2.4 Query Embedding Retriever

  • The Retriever class is designed to bridge the gap between user queries and a vector database by initializing with a vector database client and an embedding model.
  • Its search method transforms a query into an embedding using the model, then performs a vector search on the database with fine-tuned quantization parameters to quickly retrieve relevant results.
class Retriever:

    def __init__(self, vector_db, embeddata):
        
        self.vector_db = vector_db
        self.embeddata = embeddata

    def search(self, query):
        query_embedding = self.embeddata.embed_model.get_query_embedding(query)
        
        
        result = self.vector_db.client.search(
            collection_name=self.vector_db.collection_name,
            
            query_vector=query_embedding,
            
            search_params=models.SearchParams(
                quantization=models.QuantizationSearchParams(
                    ignore=False,
                    rescore=True,
                    oversampling=2.0,
                )
            ),
            
            timeout=1000,
        )

        return result

2.5 RAG Smart Query Assistant

The RAG class integrates a retriever and an LLM to generate context-aware responses. It retrieves relevant information from a vector database, formats it into a structured prompt, and sends it to the LLM for a response. I am using SambaNovaCloud to access the LLM model through their API for efficient text generation.

class RAG:

    def __init__(self,
                 retriever,
                 llm_name = "Meta-Llama-3.1-405B-Instruct"
                 ):
        
        system_msg = ChatMessage(
            role=MessageRole.SYSTEM,
            content="You are a helpful assistant that answers questions about the user's document.",
        )
        self.messages = [system_msg, ]
        self.llm_name = llm_name
        self.llm = self._setup_llm()
        self.retriever = retriever
        self.qa_prompt_tmpl_str = ("Context information is below.\n"
                                   "---------------------\n"
                                   "{context}\n"
                                   "---------------------\n"
                                   "Given the context information above I want you to think step by step to answer the query in a crisp manner, incase case you don't know the answer say 'I don't know!'.\n"
                                   "Query: {query}\n"
                                   "Answer: "
                                   )

    def _setup_llm(self):

        return SambaNovaCloud(
                        model=self.llm_name,
                        temperature=0.7,
                        context_window=100000,
                    )

        # return Ollama(model=self.llm_name,
        #               temperature=0.7,
        #               context_window=100000,
        #             )

    def generate_context(self, query):

        result = self.retriever.search(query)
        context = [dict(data) for data in result]
        combined_prompt = []

        for entry in context[:2]:
            context = entry["payload"]["context"]

            combined_prompt.append(context)

        return "\n\n---\n\n".join(combined_prompt)

    def query(self, query):
        context = self.generate_context(query=query)
        
        prompt = self.qa_prompt_tmpl_str.format(context=context, query=query)

        user_msg = ChatMessage(role=MessageRole.USER, content=prompt)

        # self.messages.append(ChatMessage(role=MessageRole.USER, content=prompt))
                
        streaming_response = self.llm.stream_complete(user_msg.content)
        
        return streaming_response

2.6 Audio Transcription

Here Transcribe class initializes by setting the AssemblyAI API key and creating a transcriber.
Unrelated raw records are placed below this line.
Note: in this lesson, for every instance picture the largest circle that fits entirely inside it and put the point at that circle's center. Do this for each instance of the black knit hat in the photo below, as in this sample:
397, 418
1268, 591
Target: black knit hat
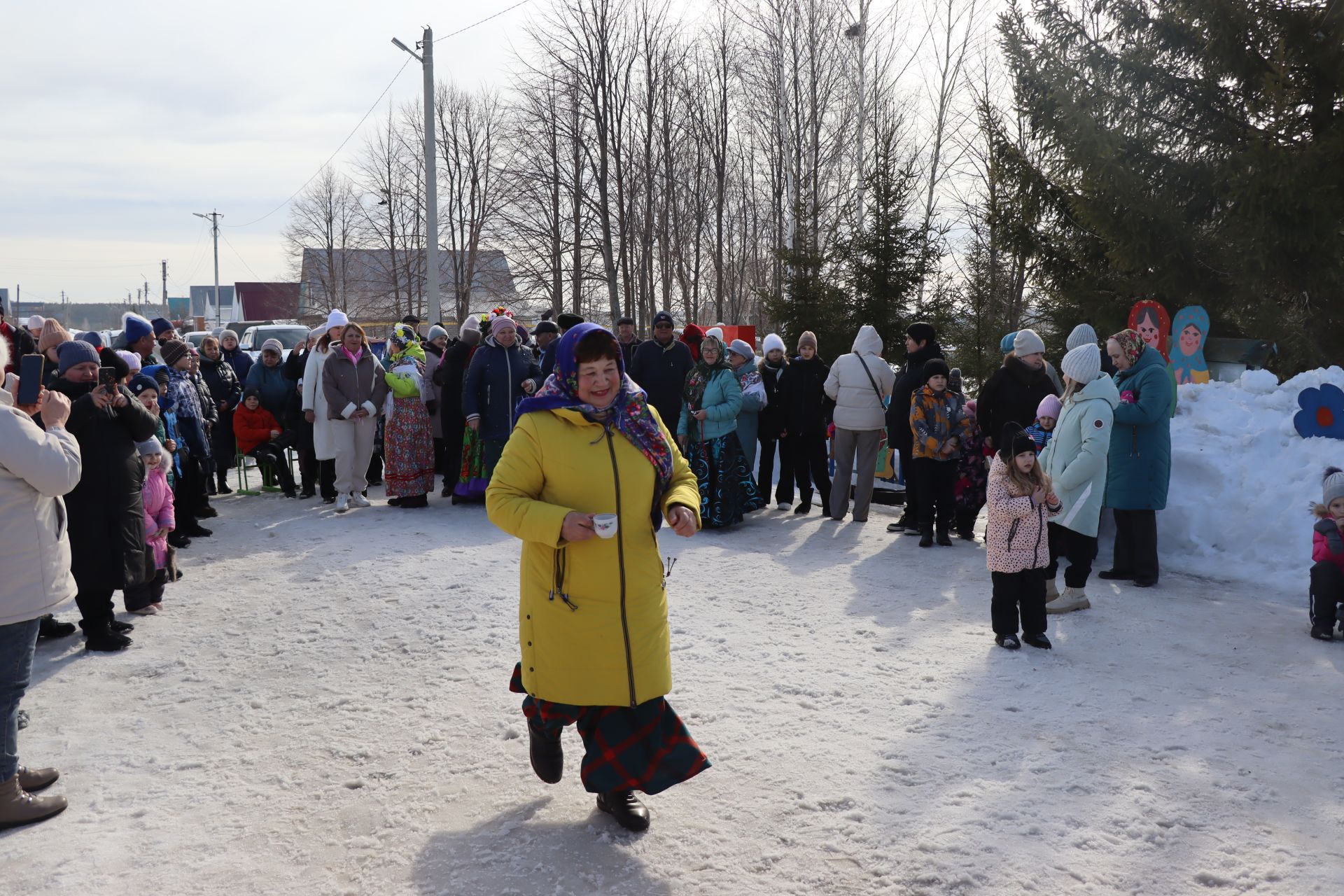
1014, 442
921, 332
934, 367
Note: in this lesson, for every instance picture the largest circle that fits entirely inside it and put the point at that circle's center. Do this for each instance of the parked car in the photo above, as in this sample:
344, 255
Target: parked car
289, 336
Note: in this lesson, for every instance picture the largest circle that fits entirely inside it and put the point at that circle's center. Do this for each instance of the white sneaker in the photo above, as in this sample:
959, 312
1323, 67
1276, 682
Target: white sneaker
1069, 601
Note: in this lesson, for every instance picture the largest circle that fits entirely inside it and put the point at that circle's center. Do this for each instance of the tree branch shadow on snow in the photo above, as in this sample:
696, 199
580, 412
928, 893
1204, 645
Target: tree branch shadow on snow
512, 853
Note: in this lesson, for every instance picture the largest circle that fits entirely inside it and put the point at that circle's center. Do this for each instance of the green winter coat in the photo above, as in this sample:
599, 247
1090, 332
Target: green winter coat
1142, 440
1075, 457
722, 403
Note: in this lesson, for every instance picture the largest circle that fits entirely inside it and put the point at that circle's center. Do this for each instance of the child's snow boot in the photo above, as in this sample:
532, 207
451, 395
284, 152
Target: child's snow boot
1069, 601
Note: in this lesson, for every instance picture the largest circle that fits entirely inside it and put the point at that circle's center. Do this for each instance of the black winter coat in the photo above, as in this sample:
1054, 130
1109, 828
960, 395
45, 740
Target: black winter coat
662, 374
804, 397
225, 387
106, 514
910, 379
449, 377
1011, 394
774, 416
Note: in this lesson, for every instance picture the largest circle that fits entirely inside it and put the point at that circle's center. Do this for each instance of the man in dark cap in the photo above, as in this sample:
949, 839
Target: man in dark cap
626, 337
660, 365
20, 342
921, 346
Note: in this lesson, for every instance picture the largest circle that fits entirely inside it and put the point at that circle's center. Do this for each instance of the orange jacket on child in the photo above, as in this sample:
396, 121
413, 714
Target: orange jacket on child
253, 428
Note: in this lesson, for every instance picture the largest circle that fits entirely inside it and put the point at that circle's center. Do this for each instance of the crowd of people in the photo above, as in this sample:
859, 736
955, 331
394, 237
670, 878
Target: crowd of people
116, 463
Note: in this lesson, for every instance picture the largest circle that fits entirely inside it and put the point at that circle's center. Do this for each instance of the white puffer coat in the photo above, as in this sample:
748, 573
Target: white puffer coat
35, 469
858, 403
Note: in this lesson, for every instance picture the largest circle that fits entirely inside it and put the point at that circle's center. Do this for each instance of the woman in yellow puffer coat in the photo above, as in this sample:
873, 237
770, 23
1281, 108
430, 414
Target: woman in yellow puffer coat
593, 625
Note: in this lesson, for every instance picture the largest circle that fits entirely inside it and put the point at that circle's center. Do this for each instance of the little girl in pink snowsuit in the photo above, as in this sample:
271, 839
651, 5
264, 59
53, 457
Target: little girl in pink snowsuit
156, 496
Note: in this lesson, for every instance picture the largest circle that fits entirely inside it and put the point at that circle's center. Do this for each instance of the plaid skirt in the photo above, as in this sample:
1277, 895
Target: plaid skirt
644, 747
727, 489
407, 450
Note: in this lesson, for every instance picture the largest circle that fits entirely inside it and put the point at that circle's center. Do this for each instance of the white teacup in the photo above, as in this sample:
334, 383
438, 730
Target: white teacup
605, 524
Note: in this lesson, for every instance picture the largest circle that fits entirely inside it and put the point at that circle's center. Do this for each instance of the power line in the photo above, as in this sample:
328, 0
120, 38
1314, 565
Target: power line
334, 153
482, 22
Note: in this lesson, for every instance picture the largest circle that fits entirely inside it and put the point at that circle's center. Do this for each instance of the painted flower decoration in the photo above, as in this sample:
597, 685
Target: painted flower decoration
1322, 414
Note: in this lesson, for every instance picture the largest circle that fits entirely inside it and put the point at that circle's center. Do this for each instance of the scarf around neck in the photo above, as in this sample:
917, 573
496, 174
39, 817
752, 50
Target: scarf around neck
628, 413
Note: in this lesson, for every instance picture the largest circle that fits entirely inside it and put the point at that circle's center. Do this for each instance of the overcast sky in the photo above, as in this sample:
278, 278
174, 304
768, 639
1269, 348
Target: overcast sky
120, 120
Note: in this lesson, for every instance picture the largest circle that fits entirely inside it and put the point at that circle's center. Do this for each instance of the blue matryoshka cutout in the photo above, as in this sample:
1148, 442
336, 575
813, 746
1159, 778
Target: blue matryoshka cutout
1190, 332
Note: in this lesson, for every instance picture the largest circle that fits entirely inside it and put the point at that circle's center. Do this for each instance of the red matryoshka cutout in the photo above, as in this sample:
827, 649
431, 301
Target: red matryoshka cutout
1154, 324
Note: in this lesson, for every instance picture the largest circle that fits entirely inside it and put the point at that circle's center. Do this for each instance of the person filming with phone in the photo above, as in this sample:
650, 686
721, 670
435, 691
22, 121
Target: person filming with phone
106, 519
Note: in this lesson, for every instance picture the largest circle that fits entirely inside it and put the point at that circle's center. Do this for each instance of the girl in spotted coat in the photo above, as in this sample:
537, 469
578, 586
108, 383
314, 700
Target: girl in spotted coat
1016, 542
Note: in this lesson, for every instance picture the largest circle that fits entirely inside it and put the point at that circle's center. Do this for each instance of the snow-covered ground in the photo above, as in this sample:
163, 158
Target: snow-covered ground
323, 708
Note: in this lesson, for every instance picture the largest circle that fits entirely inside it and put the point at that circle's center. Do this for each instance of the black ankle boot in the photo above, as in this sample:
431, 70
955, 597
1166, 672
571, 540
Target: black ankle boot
628, 812
49, 628
546, 752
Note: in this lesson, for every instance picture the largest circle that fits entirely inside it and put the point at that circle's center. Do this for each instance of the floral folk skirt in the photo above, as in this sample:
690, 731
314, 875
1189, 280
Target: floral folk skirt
644, 747
727, 489
472, 476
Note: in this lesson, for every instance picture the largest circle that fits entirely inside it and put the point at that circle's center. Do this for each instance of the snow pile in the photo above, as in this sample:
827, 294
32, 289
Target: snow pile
1243, 481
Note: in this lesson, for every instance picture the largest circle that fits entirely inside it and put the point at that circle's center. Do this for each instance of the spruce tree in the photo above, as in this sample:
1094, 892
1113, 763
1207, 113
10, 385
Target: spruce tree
1195, 156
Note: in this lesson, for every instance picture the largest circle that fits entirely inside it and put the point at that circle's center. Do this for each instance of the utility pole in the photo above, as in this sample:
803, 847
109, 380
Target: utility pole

It then processes an audio file using a configuration that enables speaker labels, ultimately returning a list of dictionaries where each entry maps a speaker to their transcribed text.

class Transcribe:
    def __init__(self, api_key: str):
        """Initialize the Transcribe class with AssemblyAI API key."""
        aai.settings.api_key = api_key
        self.transcriber = aai.Transcriber()
        
    def transcribe_audio(self, audio_path: str) -> List[Dict[str, str]]:
        """
        Transcribe an audio file and return speaker-labeled transcripts.
        
        Args:
            audio_path: Path to the audio file
            
        Returns:
            List of dictionaries containing speaker and text information
        """
        # Configure transcription with speaker labels
        config = aai.TranscriptionConfig(
            speaker_labels=True,
            speakers_expected=2  # Adjust this based on your needs
        )
        
        # Transcribe the audio
        transcript = self.transcriber.transcribe(audio_path, config=config)
        
        # Extract speaker utterances
        speaker_transcripts = []
        for utterance in transcript.utterances:
            speaker_transcripts.append({
                "speaker": f"Speaker {utterance.speaker}",
                "text": utterance.text
            })
            
        return speaker_transcripts

3. Streamlit App

Streamlit is a Python library that transforms data scripts into interactive web apps, making it perfect for LLM-based solutions.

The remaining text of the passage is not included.